From 572758a665e9435ec235ae6c788ed2e3f099d8cc Mon Sep 17 00:00:00 2001
From: Pierrick HYMBERT <pierrick.hymbert@gmail.com>
Date: Sat, 9 Mar 2024 09:15:15 +0100
Subject: [PATCH] server: bench: change gauge custom metrics to trend server:
 bench: add trend custom metrics for total tokens per second average

---
 examples/server/bench/README.md | 13 +++++++------
 examples/server/bench/script.js |  3 +++
 2 files changed, 10 insertions(+), 6 deletions(-)

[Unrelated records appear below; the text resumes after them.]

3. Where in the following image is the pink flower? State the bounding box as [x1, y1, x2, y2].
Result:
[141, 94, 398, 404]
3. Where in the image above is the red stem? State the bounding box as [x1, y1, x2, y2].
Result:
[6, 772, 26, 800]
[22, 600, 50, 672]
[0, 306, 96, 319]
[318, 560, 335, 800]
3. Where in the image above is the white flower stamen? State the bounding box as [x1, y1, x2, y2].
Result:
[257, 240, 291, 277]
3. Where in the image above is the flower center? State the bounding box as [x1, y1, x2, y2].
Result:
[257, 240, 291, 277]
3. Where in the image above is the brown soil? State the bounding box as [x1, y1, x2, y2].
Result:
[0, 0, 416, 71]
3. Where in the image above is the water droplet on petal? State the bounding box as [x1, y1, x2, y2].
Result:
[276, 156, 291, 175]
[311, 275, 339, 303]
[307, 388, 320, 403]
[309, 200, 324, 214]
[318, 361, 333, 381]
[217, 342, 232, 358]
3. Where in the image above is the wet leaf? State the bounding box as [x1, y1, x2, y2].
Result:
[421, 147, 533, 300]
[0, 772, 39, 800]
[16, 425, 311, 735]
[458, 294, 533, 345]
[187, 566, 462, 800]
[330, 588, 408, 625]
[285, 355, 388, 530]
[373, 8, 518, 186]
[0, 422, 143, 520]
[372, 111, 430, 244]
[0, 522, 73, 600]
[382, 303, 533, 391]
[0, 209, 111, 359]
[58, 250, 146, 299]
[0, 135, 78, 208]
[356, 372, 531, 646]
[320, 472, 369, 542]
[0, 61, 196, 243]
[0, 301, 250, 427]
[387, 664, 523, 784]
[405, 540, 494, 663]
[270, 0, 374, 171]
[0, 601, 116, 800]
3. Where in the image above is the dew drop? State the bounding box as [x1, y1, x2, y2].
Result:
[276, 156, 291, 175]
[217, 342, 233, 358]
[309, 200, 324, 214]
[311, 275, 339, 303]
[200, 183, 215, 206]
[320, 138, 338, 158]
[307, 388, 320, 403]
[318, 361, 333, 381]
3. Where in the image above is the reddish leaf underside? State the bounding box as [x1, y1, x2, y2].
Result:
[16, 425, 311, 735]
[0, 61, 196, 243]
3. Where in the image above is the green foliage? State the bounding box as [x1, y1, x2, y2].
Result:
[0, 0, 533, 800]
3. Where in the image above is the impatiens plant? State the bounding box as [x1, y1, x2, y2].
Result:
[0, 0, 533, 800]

diff --git a/examples/server/bench/README.md b/examples/server/bench/README.md
index 481dc5c4d..6e1709ee5 100644
--- a/examples/server/bench/README.md
+++ b/examples/server/bench/README.md
@@ -64,13 +64,14 @@ SERVER_BENCH_N_PROMPTS=500 k6 run script.js --duration 10m --iterations 500 --vu
 
 #### Metrics
 
-Following metrics are available:
-- `llamacpp_prompt_tokens` Gauge of OAI response `usage.prompt_tokens`
-- `llamacpp_prompt_tokens_total_counter` Counter of OAI response `usage.prompt_tokens`
-- `llamacpp_completion_tokens` Gauge of OAI response `usage.completion_tokens`
-- `llamacpp_completion_tokens_total_counter` Counter of OAI response `usage.completion_tokens`
+Following metrics are available computed from the OAI chat completions response `usage`:
+- `llamacpp_tokens_second` Trend of `usage.total_tokens / request duration`
+- `llamacpp_prompt_tokens` Trend of `usage.prompt_tokens`
+- `llamacpp_prompt_tokens_total_counter` Counter of `usage.prompt_tokens`
+- `llamacpp_completion_tokens` Trend of `usage.completion_tokens`
+- `llamacpp_completion_tokens_total_counter` Counter of `usage.completion_tokens`
 - `llamacpp_completions_truncated_rate` Rate of completions truncated, i.e. if `finish_reason === 'length'`
-- `llamacpp_completions_stop_rate` Rate of completions truncated, i.e. if `finish_reason === 'stop'`
+- `llamacpp_completions_stop_rate` Rate of completions stopped by the model, i.e. if `finish_reason === 'stop'`
 
 The script will fail if too many completions are truncated, see `llamacpp_completions_truncated_rate`.
 
diff --git a/examples/server/bench/script.js b/examples/server/bench/script.js
index d076b8c34..94b8aa94a 100644
--- a/examples/server/bench/script.js
+++ b/examples/server/bench/script.js
@@ -34,6 +34,7 @@ const data = new SharedArray('conversations', function () {
 
 const llamacpp_prompt_tokens = new Trend('llamacpp_prompt_tokens')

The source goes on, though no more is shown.